Ist das dein Weg, so hast du nicht mehr weit,
Doch näher die Gefahr; geh, eile dich;
Raub, Plündrung und Ruin sind mein Gewinn.«

Er schwieg, und Satan blieb nicht Zeit zur Antwort.
Erfreut, daß jetzt sein Meer zeigt ein Gestade,
Springt er mit frischem Muth und neuer Kraft
Empor, gleich einer Feuerpyramide,
Im wüsten Urraum, und durch kämpfender
Urkräfte Stoß, die ihn allseits umgeben,
Gewinnt er seinen Weg; schwerer als Argo
Bedrängt und mehr in Fahr, da sie durchsteuert
Den Bosporus inmitten rauher Felsen;
Mehr als Ulyß, da er am linken Borde
Charybdis mied, zum andern Wirbel steuernd.
Mit harter Müh und mit Beschwerde ringt er
Sich vorwärts so, mit Müh und mit Beschwerde;
Doch einmal durch – bald nach des Menschen Fall,
– Seltsamer Wechsel! – folgen Sünd' und Tod
Mit Macht der Spur (so war's des Himmels Wille)

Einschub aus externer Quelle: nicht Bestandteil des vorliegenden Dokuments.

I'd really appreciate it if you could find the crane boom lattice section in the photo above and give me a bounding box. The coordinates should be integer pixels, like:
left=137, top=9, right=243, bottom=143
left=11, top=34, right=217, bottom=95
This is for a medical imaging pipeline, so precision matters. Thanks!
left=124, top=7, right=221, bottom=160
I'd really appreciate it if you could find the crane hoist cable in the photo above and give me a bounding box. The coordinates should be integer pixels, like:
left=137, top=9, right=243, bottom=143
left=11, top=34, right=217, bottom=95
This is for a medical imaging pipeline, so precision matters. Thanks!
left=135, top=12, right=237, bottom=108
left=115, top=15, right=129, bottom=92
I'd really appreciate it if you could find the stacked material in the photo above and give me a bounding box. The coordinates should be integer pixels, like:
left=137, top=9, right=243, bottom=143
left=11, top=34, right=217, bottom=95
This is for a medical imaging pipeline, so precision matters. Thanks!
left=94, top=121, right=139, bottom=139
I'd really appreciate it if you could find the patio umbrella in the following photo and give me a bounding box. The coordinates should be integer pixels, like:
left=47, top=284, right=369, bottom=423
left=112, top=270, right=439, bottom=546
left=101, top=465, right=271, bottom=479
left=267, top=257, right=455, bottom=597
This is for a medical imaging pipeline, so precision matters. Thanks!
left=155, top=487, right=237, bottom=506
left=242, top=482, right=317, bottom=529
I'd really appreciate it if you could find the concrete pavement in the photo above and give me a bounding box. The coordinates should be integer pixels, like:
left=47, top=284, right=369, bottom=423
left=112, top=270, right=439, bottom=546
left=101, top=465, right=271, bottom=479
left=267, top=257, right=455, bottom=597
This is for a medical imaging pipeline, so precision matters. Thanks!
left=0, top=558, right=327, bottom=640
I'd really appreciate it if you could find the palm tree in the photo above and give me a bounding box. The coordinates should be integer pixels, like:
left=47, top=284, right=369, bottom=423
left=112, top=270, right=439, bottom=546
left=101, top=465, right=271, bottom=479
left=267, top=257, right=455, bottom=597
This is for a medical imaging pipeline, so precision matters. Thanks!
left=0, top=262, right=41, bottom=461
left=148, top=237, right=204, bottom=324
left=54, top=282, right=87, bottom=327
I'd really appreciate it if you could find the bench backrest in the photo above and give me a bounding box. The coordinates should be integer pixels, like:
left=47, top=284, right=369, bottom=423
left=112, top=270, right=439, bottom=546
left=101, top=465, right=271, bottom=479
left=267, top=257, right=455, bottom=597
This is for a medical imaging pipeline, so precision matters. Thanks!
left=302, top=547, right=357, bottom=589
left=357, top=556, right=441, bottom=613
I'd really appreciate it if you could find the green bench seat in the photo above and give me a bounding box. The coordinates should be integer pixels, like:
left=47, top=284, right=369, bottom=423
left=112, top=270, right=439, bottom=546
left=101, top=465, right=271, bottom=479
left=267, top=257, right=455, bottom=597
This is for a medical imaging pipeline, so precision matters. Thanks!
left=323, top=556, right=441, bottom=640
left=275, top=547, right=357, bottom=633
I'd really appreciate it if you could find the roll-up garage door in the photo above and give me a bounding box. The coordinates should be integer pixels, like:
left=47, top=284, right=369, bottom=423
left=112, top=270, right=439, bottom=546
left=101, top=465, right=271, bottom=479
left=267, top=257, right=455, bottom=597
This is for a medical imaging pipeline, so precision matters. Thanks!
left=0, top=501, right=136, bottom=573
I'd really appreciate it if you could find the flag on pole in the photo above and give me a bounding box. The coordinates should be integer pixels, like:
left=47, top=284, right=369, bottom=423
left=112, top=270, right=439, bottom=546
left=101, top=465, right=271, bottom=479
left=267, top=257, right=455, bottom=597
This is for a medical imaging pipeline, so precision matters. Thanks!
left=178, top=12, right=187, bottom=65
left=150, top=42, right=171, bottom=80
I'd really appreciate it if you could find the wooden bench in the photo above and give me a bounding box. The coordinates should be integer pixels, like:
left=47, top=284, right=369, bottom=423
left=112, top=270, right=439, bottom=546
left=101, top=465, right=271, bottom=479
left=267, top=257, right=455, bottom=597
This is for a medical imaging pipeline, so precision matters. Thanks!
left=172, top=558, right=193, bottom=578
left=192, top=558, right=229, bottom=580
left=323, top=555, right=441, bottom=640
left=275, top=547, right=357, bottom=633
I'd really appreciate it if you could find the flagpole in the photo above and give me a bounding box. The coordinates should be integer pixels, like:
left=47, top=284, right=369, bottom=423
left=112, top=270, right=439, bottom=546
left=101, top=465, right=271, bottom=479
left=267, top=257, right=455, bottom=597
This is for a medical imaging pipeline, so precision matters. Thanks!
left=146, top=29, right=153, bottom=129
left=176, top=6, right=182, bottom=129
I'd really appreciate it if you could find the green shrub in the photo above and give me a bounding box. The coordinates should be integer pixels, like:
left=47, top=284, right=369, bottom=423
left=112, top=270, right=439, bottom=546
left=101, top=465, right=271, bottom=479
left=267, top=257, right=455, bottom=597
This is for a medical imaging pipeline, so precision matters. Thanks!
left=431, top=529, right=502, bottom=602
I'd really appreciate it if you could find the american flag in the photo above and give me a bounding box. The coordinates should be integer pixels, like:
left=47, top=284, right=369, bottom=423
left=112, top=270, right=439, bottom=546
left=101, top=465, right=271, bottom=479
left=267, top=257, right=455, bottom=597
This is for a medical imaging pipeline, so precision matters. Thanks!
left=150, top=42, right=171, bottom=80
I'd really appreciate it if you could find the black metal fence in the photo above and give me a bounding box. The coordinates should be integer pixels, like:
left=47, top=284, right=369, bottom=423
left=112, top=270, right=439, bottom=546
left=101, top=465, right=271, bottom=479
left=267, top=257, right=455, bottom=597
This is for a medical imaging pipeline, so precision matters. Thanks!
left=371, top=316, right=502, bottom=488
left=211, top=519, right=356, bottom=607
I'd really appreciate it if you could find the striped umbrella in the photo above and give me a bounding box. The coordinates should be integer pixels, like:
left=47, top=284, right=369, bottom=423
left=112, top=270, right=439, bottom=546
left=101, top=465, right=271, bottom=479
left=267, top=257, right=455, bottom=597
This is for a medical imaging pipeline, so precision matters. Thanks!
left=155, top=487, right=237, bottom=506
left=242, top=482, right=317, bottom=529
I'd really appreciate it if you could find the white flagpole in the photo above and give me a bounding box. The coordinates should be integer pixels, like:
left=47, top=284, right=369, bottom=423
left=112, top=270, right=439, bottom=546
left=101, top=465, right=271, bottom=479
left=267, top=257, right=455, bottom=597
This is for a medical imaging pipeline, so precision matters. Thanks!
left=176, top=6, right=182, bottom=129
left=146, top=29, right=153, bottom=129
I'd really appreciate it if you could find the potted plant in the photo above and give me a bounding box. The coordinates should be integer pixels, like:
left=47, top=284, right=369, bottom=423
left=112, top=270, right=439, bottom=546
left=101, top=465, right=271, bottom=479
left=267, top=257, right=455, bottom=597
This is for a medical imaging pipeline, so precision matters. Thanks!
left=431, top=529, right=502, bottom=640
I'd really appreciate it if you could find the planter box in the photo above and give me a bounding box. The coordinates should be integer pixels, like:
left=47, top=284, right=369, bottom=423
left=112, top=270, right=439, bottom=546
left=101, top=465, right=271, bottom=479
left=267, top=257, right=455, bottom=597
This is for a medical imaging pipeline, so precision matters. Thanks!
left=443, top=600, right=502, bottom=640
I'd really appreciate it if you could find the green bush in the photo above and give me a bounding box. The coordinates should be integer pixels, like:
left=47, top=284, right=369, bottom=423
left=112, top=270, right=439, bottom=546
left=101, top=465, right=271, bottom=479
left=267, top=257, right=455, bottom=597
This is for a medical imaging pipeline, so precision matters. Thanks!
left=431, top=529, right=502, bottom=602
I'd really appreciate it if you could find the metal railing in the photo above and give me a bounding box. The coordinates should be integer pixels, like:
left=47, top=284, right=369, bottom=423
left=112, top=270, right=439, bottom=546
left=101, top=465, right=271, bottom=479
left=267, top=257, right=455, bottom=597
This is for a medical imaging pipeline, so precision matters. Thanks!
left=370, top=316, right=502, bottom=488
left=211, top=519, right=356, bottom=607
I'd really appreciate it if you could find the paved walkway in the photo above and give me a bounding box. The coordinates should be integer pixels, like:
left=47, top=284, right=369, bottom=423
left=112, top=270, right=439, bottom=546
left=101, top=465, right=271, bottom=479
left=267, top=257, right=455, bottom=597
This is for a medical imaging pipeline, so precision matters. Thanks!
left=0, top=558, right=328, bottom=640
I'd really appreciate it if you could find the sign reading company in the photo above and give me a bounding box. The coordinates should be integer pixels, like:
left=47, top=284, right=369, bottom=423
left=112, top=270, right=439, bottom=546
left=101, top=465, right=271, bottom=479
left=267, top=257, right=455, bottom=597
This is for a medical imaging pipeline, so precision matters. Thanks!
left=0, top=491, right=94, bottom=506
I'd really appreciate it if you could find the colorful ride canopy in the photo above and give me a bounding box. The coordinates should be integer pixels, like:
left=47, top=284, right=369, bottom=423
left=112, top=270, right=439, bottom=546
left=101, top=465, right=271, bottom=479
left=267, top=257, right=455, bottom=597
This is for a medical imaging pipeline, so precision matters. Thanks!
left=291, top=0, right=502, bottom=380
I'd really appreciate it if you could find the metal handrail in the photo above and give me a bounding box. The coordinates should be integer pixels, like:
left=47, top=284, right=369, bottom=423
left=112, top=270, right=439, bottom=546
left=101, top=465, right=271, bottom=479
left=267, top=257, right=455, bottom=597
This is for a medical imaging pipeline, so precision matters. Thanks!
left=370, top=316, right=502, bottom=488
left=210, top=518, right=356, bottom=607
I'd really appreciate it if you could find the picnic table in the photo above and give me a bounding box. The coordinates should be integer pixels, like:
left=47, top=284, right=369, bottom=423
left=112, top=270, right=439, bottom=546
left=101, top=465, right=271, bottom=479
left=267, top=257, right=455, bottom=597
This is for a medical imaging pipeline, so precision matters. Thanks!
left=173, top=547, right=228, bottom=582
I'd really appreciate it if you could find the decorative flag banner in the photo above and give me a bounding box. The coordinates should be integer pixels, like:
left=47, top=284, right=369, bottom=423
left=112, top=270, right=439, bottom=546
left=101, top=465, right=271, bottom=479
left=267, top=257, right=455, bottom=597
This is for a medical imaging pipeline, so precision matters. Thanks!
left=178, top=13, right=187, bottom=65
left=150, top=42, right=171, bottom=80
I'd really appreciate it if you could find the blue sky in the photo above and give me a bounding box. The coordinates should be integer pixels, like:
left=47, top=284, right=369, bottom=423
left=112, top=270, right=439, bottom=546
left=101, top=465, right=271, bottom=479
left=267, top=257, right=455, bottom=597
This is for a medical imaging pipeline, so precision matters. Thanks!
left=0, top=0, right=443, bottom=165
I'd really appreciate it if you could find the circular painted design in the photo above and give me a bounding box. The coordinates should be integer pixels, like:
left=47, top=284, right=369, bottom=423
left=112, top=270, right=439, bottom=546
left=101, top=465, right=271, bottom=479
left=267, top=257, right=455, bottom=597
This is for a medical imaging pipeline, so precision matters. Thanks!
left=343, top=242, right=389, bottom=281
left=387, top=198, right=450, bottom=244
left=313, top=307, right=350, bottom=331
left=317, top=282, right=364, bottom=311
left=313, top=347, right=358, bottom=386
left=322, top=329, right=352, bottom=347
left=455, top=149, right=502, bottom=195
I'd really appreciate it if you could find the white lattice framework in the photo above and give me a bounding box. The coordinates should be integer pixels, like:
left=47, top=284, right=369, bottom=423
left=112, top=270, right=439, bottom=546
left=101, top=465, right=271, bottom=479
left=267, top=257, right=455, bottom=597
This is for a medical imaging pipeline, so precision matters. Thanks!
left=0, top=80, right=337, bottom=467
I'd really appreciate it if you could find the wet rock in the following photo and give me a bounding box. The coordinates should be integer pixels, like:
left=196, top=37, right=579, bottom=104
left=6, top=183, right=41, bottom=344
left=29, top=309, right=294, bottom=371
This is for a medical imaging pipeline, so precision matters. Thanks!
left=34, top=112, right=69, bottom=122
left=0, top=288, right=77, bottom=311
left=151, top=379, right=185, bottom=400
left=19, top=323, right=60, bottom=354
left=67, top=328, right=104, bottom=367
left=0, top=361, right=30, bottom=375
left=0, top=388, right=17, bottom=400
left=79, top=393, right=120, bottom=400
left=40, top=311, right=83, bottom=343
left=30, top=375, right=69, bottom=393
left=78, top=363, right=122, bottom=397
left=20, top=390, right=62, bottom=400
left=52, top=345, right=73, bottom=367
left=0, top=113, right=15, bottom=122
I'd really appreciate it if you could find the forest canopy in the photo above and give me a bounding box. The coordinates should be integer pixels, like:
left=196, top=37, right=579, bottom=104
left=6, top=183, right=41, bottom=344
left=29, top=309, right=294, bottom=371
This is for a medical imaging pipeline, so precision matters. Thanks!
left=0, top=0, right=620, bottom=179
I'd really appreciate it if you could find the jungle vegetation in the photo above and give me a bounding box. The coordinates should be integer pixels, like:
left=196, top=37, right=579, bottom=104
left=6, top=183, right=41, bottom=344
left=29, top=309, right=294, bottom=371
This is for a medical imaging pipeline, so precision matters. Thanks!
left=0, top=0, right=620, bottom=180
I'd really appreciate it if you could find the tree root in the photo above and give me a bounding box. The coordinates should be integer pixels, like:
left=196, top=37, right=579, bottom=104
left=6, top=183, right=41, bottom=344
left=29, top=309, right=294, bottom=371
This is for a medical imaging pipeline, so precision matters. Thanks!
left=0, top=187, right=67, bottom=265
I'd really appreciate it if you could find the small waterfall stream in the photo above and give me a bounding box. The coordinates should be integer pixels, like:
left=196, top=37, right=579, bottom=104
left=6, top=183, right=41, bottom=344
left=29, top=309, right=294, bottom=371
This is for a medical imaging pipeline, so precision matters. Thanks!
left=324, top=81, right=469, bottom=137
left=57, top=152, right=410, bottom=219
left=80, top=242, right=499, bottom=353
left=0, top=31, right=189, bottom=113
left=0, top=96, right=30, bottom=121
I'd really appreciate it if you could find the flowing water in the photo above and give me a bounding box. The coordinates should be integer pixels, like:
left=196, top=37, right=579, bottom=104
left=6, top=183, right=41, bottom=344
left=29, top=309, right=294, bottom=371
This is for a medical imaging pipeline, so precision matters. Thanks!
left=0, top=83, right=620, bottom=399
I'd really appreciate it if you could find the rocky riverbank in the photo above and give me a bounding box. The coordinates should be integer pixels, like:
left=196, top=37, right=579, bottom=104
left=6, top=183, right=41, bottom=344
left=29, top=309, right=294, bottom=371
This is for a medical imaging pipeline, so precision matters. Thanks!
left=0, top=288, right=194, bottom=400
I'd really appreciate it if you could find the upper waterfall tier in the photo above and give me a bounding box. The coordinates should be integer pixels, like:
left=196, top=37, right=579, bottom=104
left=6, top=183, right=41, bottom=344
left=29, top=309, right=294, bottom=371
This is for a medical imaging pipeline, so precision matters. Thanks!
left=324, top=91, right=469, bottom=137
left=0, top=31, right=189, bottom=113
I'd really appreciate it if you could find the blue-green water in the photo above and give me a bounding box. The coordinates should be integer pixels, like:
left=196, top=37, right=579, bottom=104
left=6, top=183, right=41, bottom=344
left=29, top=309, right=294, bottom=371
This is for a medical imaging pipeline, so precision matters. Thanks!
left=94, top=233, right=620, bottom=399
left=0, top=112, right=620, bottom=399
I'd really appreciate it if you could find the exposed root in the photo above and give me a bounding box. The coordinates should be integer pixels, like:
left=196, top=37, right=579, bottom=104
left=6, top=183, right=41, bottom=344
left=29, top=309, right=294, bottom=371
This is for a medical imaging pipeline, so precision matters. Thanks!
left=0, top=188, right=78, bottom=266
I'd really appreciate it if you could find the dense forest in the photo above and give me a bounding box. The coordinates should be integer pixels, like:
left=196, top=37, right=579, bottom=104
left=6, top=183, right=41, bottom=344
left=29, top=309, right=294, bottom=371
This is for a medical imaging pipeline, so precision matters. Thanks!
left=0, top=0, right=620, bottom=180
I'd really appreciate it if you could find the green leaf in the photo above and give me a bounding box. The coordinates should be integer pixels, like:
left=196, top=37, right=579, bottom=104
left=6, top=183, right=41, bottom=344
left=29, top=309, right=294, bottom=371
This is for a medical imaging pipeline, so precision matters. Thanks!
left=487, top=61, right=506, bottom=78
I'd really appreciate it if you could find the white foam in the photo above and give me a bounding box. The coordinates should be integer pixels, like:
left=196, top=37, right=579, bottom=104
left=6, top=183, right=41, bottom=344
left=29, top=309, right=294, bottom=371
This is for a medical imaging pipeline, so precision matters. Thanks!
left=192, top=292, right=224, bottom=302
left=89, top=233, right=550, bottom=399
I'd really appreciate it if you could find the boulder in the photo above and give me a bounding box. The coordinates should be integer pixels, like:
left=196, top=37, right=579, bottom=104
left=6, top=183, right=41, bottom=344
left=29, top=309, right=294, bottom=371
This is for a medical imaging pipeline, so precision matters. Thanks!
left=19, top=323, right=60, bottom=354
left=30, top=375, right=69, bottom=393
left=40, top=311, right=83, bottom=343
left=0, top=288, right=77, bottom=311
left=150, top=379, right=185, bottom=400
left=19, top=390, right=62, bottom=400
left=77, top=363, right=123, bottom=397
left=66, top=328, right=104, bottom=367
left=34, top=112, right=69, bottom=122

Und bahnen noch ihm breiten, ebnen Pfad
Ueber den Abgrund, dessen glühnder Schlund
Zahm duldet eine wunderlange Brücke,
Die von der Höll' an reicht zum fernsten Kreise
Der Welt, die so gebrechlich, drauf die Geister,
Die schlimmen leichtlich hin und her verkehren,
Die Menschen zu versuchen, zu bestrafen,
Schützt sie nicht Gottes und der Engel Huld.
Doch endlich zeigt sich nun die heil'ge Wirkung
Des Lichts, und von des Himmels Zinnen dringt
Tief eines Dämmerns Schimmer in den Busen
Der düstern Nacht. Hier erst fängt der Natur
Aeußerste Grenz' an; hier zieht sich das Chaos,
Wie ein geschlagner Feind vom Außenwerk
Zurück, mit wen'ger Lärm und Kriegsgetümmel.
Mit mindrer Müh schwebt Satan und bald leicht,
Bei zweifelhaftem Licht, auf stiller Woge
Und hält, gleich einem sturmgepeitschten Schiffe,
Sich froh zum Port, da Tau und Segel rissen.
In dünner Leere, welche Luft schien, wiegt er
Die straffen Schwingen, ruhig zu beschauen
Den empyreischen Himmel fern, der weit
Von Umfang, unbestimmt, ob rund, ob viereckt,
Geziert mit Thürmen von Opal und Zinnen
Von strahlendem Sapphir, einst seine Heimat;
Und nahebei in goldner Kette hängend,
Die Schwebewelt, von Ansehn wie ein Stern
Von kleinster Größe, dicht beim Monde stehend.
Dahin, erfüllt von unheilschwangrer Rache,
Eilt der Verfluchte in verfluchter Stunde.